Jacinta Young documents all the different forms dance she’s encountered in her last two years of living in Buenos Aires.

LIVING IN a house that’s also tango school, I was introduced to Queer Tango — men dancing with men, women with women. One appealing aspect of this form is that it allows both women and men to choose to be the follower or to lead.

Through exploring queer tango, I discovered Grupo Alma and Danza Integradora. The former is a professional dance group and the latter, a weekly class at IUNA (National University of the Arts). They both integrate people with differing capacities through dance. I have photographed the group and workshops and the pure soul and fluidity that radiates from the artists, whether they are dancing tango from a wheelchair or leaping through the air, is completely engrossing.

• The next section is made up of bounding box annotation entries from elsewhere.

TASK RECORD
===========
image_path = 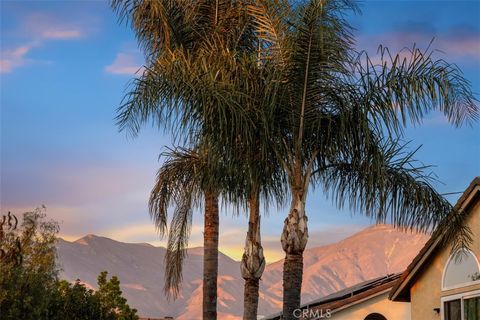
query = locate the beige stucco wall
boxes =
[330,292,410,320]
[410,198,480,320]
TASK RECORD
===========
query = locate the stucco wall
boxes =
[410,198,480,320]
[330,292,410,320]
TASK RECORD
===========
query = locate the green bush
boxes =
[0,207,138,320]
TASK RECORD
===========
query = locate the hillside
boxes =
[58,225,428,320]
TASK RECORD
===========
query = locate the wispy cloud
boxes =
[105,52,143,75]
[42,29,82,40]
[0,12,87,73]
[0,45,32,73]
[359,22,480,63]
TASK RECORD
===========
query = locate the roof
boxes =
[389,177,480,302]
[264,273,401,320]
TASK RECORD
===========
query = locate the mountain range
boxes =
[57,225,428,320]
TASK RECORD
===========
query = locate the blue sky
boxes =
[0,0,480,262]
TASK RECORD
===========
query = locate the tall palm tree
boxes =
[112,0,255,319]
[112,0,283,319]
[149,148,221,319]
[248,0,478,319]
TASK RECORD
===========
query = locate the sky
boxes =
[0,0,480,263]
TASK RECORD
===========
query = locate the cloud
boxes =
[0,45,32,73]
[105,52,143,75]
[359,22,480,63]
[23,12,89,41]
[0,12,88,73]
[42,30,82,40]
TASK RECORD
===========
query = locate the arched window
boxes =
[365,313,387,320]
[442,250,480,290]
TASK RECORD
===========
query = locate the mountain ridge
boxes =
[57,225,428,320]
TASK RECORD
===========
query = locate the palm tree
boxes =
[112,0,284,319]
[149,148,221,319]
[112,0,255,319]
[248,0,478,319]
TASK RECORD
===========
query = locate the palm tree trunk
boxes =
[240,192,265,320]
[203,193,219,320]
[281,188,308,320]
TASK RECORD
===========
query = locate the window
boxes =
[442,250,480,290]
[364,313,387,320]
[442,291,480,320]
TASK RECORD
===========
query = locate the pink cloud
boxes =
[104,52,143,75]
[359,29,480,63]
[21,12,87,41]
[42,29,82,40]
[0,45,32,73]
[0,12,90,73]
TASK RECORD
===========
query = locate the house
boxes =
[264,273,410,320]
[390,177,480,320]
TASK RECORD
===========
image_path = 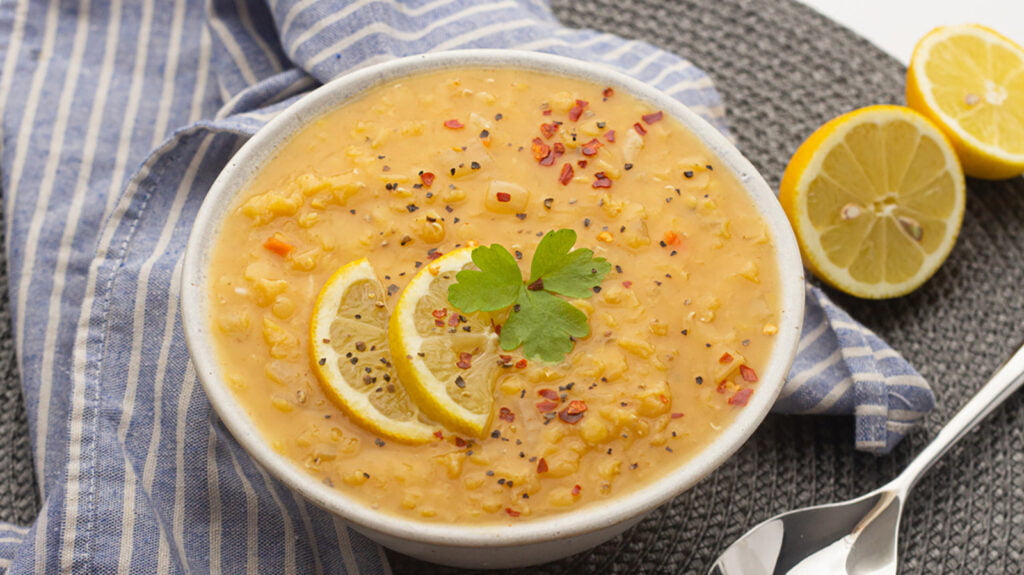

I’ve also headed to the magnificent Teatro Colón to catch the ballet, camera in hand, as well as throughout the city in search of folklórico, candombe, and salsa. Enjoy the mix of styles in the shots below.

1

Salsa

Salsa is found in bars and clubs throughout Buenos Aires. Cuba Mia and Azucar offer classes.

2

Salsa

Argentines compete against dancers from all over the country and the world. From ballroom dancing to salsa to tango and more, there are international events all year long.

3

Ballet

In the summer there are outdoor performances of ballet, theatre and tango in Parque Centenario.

4

Ballet

The magnificent and world famous Teatro Colón was opened in 1908. It plays host to an ever-changing lineup of guest performers and dancers along with local lyric and ballet companies.

5

Candombe

Candombe has a carnival–like atmosphere with dancers decked in sparkly outfits. A full candombe group, collectively known as a comparsa lubola or candombera, comprises the cuerda—a group of female dancers and several stock characters, each with their own specific dances. Classes are available at the Centro Cultural Fortunato Lacamera in San Telmo.

6

Candombe

Candombe is a traditional music form in which 'comparsas' are called in to play the candombe, a musical genre that originated in Africa and was brought to South America by slaves. Each December the Llamada de Candombe echoes through San Telmo, where hundreds if not thousands dance.

7

Danza Integradora

Classes are run weekly by the founder, Professora Susana González Gonz, and a passionate group of volunteers at the dance college of IUNA. The classes are open to the public each Saturday morning from 10–12 for regulars and drop-ins alike, and the pure energy, joy and honesty that emanates from the dancers in these classes is profoundly inspiring.

8

Danza Integradora

Danza Integradora began in Argentina in 1991 after the first workshop on inclusive dance with wheelchairs. The seminar was the impetus for a project called Everyone Can Dance, proving that dance has the power to connect people.

9

Grupo Alma

Grupo Alma have travelled extensively throughout Argentina and Latin America, changing the public perception of disability. The soul (alma), the passion, fluidity, and joy of the dancers together on stage is a really moving and unique experience.

10

Grupo Alma

In 1996, Grupo Alma formed -- the first dance company to pioneer the concept of 'integrated dance'. The group is comprised of dancers with different capacities. Their mantra: Everyone Can Dance. Through their performances, the group aims to raise awareness of integration, human rights, art, and disability.

11

Chacarera

The chacarera is a folk dance in which male dancers circle their female partners, seducing them with foot stomping and handkerchief waving. If you want to see this traditional dance in the street (and participate if you’re game), grab some silk hankies and head to the Feria de Mataderos on Sundays.

12

Folk Dancing

Folk dancing (folklórica) encompasses many different styles that hail from the country (el campo) in the North of Argentina. Similar in style to many other Latin cultures' folk dances, there is a vast array of styles, and often the dancers will be decked out in traditional clothing such as frilly dresses for the girls and gaucho gear for the boys. In contrast to tango it is generally noisy, boisterous, fun and vibrant.

13

Tango Queer

Queer tango festivals have also sprung up such as the week-long Queer Tango Marathon, which culminates in a 42 hour, 19 minute, 50 second nonstop marathon with couples dancing continuously around the clock. Men dance with men, women with women, women with men and men with women. Be you gay or gay-friendly, this is a place to hit for lovers of tango.

14

Queer Tango

Queer Tango has an ever growing, cult popularity with well established Milongas such as La Marshall or Tango Queer, attracting a mix of adoring professionals and daring beginners alike. Both men and women, locals and foreigners come together on the dance floor in the neighbourhoods of San Telmo and Congreso to seduce and be seduced to the sounds of tango. You may also spy dance instructors testing out new contemporary moves that keep the art of tango ever-evolving.